Jim Moray sang Lord Willoughby in 2006 on his CD Jim Moray.
Danny Spooner sang Lord Willoughby on his 2008 CD Brave Bold Boys. He noted:
Peregrine ‘Bertie’, Lord Willoughby of Eresby, distinguished himself in the Low Countries 1586 (the English armies of Elizabeth I were supporting the Protestants against Catholic Spain during the Netherlands' War of Independence). On the recall of Lord Leicester, Elizabeth's favourite, Willoughby became her commander in the Lowlands. The tune became popular both in the Netherlands and England long after his death in 1601. In Queen Elizabethan's Virginal book, there is a beautiful minor key version of this called Lord Willoughby's Return.

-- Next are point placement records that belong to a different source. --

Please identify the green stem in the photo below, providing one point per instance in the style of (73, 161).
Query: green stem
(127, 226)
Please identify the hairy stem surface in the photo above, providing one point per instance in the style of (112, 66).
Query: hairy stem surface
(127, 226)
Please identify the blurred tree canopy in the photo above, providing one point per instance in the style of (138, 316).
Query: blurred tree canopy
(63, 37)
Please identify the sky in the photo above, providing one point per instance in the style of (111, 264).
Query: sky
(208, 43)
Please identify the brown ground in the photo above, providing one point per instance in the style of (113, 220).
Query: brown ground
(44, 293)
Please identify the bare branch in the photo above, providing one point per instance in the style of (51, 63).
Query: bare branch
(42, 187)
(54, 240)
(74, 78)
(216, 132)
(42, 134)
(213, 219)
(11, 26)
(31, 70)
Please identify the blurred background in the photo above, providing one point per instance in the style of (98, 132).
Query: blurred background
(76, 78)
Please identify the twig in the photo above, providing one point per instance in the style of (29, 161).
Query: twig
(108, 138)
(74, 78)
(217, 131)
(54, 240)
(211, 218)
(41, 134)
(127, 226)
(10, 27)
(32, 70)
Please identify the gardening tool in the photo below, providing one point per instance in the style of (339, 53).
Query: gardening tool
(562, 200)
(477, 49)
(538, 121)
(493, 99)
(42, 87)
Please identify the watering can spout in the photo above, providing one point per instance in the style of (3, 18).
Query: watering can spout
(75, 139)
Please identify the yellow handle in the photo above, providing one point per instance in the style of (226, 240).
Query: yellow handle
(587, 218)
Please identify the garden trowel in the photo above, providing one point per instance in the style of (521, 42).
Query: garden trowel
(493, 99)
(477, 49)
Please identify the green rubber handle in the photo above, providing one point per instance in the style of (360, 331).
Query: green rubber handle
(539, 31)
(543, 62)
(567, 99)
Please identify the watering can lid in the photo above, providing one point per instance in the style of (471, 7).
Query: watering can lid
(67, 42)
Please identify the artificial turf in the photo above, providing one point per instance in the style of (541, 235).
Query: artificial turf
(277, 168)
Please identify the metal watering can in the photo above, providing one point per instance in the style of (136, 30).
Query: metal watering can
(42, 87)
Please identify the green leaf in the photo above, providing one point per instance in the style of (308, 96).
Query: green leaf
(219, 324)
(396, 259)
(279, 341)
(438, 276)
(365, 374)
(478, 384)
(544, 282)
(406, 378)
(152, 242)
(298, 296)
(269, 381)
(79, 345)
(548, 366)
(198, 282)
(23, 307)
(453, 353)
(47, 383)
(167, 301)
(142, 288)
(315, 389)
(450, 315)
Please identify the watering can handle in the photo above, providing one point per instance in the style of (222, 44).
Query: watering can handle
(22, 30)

Danny Spooner sings Lord Willoughby
On the fifteenth day of July,
with glittering sword and shield,
A famous fight in Flanders was foughten in the field;
The most courageous officers were English captains three,
But the foremost in battle was brave Lord Willoughby.
“Stand to it, noble pikemen,
and look you round about!
And shoot you right, you bowmen, and we will keep them out!
You musquet and caliver men, do you prove true to me;
I'll be the foremost man in fight!” said brave Lord Willoughby.
The sharp steel-pointed arrows
and bullets thick did fly;
Then did our valiant soldiers charge on most furiously;
Which made the Spanish waver, they thought it best to flee;
They feared the stout behaviour of brave Lord Willoughby.
Then quoth the Spanish general,
“Come let us march away.
I fear we shall be spoiled all if ere we longer stay.
For yonder comes Lord Willoughby with courage fierce and fell.
He will not give one inch away for all the devils in Hell.”
And then the fearful enemy
was quickly put to flight;
Our men pursued courageously and caught their forces quite.
At last they gave a mighty shout that reached to the sky;
“God and Saint George for England!” the conquerors did cry.